12001. (a)(1) As used in this title, the terms "pistol," "revolver," and "firearm capable of being concealed upon the person" shall apply to and include any device designed to be used as a weapon, from which is expelled a projectile by the force of any explosion, or other form of combustion, and that has a barrel less than 16 inches in length. These terms also include any device that has a barrel 16 inches or more in length which is designed to be interchanged with a barrel less than 16 inches in length.
(2) As used in this title, the term "handgun" means any "pistol," "revolver," or "firearm capable of being concealed upon the person."
(b) As used in this title, "firearm" means any device, designed to be used as a weapon, from which is expelled through a barrel a projectile by the force of any explosion or other form of combustion.
(c) As used in Sections 12021, 12021.1, 12070, 12071, 12072, 12073, 12078, 12101, and 12801 of this code, and Sections 8100, 8101, and 8103 of the Welfare and Institutions Code, the term "firearm" includes the frame or receiver of the weapon.
(d) For the purposes of Sections 12025 and 12031, the term "firearm" also shall include any rocket, rocket propelled projectile launcher, or similar device containing any explosive or incendiary material whether or not the device is designed for emergency or distress signaling purposes.
(e) For purposes of Sections 12070, 12071, and paragraph (8) of subdivision (a), and subdivisions (b), (c), (d), and (f) of Section 12072, the term "firearm" does not include an unloaded firearm that is defined as an "antique firearm" in Section 921(a)(16) of Title 18 of the United States Code.
(f) Nothing shall prevent a device defined as a "handgun," "pistol," "revolver," or "firearm capable of being concealed upon the person" from also being found to be a short-barreled shotgun or a short-barreled rifle, as defined in Section 12020.
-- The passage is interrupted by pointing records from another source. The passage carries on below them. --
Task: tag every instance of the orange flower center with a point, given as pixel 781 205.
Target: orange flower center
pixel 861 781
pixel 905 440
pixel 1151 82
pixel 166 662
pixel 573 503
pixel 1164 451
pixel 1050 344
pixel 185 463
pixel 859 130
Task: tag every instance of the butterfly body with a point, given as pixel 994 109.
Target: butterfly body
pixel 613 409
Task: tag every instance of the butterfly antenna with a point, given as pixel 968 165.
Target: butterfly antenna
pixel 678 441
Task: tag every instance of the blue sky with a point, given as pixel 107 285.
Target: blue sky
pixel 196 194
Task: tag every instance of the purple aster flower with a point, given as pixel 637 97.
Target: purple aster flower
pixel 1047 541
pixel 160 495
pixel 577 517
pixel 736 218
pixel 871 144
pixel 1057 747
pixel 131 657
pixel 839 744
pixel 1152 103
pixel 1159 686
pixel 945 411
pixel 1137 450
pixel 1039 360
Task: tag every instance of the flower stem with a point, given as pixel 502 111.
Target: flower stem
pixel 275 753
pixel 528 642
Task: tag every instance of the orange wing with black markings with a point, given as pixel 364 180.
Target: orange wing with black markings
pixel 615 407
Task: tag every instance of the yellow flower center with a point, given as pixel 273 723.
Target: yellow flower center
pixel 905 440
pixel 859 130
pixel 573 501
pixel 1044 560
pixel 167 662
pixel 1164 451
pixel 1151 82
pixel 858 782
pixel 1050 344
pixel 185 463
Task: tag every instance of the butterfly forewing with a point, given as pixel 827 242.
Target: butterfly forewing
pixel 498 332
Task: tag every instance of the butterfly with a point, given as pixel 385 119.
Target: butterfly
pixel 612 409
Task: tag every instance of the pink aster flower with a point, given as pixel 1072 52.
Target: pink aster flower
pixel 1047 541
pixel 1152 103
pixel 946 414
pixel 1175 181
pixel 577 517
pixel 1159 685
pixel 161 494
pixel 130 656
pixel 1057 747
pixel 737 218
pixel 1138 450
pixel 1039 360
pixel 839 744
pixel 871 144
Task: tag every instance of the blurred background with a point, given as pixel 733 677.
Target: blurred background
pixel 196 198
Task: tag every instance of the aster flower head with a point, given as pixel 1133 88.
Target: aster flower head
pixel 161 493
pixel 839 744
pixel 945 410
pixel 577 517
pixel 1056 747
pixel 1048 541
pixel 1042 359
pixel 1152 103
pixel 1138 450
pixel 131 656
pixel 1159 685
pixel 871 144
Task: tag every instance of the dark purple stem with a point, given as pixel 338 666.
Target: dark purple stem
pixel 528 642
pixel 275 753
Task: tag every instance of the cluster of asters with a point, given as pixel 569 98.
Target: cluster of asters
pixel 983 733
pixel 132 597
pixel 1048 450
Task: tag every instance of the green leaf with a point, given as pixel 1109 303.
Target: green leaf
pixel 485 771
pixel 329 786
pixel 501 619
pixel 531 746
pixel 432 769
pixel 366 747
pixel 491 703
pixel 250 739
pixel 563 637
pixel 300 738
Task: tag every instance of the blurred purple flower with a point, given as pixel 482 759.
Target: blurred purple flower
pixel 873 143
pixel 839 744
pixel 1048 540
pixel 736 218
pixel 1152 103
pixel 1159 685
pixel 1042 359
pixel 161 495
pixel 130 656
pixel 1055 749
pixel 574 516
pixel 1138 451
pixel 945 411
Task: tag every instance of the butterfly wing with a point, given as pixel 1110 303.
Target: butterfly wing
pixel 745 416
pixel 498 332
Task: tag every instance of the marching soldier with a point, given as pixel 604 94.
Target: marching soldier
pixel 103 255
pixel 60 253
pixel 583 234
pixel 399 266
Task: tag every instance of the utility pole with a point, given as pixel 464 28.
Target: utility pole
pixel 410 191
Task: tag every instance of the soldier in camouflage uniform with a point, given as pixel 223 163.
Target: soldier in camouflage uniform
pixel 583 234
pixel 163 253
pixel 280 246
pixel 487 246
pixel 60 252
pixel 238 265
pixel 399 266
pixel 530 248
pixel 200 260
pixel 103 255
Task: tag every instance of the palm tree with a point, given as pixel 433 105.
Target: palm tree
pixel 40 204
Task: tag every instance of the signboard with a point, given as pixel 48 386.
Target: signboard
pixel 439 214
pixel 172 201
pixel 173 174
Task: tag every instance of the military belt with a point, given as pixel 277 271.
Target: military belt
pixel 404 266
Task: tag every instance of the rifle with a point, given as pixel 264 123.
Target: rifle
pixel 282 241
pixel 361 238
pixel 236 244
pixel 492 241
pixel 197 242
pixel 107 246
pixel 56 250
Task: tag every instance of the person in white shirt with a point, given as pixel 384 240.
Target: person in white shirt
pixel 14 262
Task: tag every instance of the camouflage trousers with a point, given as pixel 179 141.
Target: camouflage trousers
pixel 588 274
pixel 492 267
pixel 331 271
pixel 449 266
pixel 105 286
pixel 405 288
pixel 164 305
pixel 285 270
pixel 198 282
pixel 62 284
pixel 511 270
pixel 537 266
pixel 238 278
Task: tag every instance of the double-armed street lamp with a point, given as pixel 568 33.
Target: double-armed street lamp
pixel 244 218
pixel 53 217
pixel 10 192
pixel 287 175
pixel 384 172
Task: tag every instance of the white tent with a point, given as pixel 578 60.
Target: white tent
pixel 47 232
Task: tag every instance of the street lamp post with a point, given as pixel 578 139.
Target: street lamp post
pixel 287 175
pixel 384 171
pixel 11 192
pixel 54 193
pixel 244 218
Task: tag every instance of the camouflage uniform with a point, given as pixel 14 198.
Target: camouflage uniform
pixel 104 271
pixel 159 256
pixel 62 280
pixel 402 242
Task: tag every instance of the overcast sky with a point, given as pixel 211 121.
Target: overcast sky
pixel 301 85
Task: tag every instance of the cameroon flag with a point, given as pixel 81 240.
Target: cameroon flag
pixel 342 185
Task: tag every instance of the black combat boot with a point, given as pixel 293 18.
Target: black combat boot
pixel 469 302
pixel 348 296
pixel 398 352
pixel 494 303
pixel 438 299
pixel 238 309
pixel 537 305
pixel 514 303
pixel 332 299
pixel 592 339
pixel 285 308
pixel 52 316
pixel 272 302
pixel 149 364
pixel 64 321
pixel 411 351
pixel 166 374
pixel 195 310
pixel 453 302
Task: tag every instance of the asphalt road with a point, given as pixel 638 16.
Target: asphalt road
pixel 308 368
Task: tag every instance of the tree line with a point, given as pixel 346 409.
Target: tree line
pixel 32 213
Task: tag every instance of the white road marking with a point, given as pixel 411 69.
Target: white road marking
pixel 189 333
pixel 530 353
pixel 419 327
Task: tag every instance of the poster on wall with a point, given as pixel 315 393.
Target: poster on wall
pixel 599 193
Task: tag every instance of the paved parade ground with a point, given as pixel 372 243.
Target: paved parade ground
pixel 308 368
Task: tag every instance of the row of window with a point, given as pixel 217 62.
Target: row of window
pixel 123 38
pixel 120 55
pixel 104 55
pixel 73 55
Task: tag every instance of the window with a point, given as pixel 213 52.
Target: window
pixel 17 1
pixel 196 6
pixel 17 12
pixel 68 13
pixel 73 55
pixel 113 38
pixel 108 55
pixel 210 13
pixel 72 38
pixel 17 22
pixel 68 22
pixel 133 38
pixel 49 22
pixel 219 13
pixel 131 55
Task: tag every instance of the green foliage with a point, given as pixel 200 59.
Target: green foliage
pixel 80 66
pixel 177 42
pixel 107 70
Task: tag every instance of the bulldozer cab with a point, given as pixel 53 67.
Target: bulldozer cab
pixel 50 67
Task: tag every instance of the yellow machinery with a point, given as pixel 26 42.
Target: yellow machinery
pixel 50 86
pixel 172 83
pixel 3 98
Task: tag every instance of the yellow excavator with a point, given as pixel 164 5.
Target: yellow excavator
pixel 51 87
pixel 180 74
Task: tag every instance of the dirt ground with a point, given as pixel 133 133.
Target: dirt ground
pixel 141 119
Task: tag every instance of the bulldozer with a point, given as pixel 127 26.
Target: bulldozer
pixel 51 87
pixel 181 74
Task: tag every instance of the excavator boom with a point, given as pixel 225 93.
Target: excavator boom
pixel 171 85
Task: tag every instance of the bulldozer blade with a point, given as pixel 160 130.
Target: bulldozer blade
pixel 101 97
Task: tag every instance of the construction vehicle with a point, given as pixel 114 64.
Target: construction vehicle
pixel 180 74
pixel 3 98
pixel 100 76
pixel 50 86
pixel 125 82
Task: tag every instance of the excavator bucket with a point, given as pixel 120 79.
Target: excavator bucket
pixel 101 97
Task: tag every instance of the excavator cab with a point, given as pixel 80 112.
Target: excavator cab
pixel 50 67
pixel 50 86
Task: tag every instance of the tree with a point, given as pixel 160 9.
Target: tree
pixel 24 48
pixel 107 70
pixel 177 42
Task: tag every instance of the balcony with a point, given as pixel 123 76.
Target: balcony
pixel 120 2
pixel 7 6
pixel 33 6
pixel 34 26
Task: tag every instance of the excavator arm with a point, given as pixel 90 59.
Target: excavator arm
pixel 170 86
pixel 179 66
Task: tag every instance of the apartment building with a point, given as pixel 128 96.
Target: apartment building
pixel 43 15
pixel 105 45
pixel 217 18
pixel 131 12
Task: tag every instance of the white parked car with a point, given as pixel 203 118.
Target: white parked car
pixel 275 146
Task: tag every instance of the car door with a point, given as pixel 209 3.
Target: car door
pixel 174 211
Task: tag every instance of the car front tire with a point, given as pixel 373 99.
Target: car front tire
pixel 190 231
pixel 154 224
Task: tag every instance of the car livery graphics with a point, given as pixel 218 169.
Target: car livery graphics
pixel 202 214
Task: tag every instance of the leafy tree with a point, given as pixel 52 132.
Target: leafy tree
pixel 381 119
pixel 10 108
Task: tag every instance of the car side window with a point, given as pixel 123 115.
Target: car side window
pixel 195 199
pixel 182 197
Interesting, so until you load it, its not a firearm. So if this is correct, a Felon or Misd. Dv er is good to go with a black powder gun and allk of the components right up until the time they load it? Interesting

Mssr. Eleganté
07-29-2010, 8:40 PM
...Interesting, so until you load it, its not a firearm. So if this is correct, a Felon or Misd. Dv er is good to go with a black powder gun and allk of the components right up until the time they load it? Interesting

No, no no! Reread the last paragraph of my first post.

Notice that the exemption you bolded only applies to Sections 12070, 12071, and paragraph (8) of subdivision (a), and subdivisions (b), (c), (d), and (f) of Section 12072. Those are the sections of the California Penal Code that cover sales and transfers of firearms. So that exemption just says that an unloaded "antique firearm" is not a firearm for the purposes of sales and transfers. You don't need to become a "California licensed dealer" to sell them on a regular basis. You don't need to transfer them through a "California licensed dealer". And "California licensed dealers" who sell them don't need to DROS them or make you wait 10 days. For all other parts of the California Penal Code an "antique firearm" is still considered a firearm, even if it is unloaded.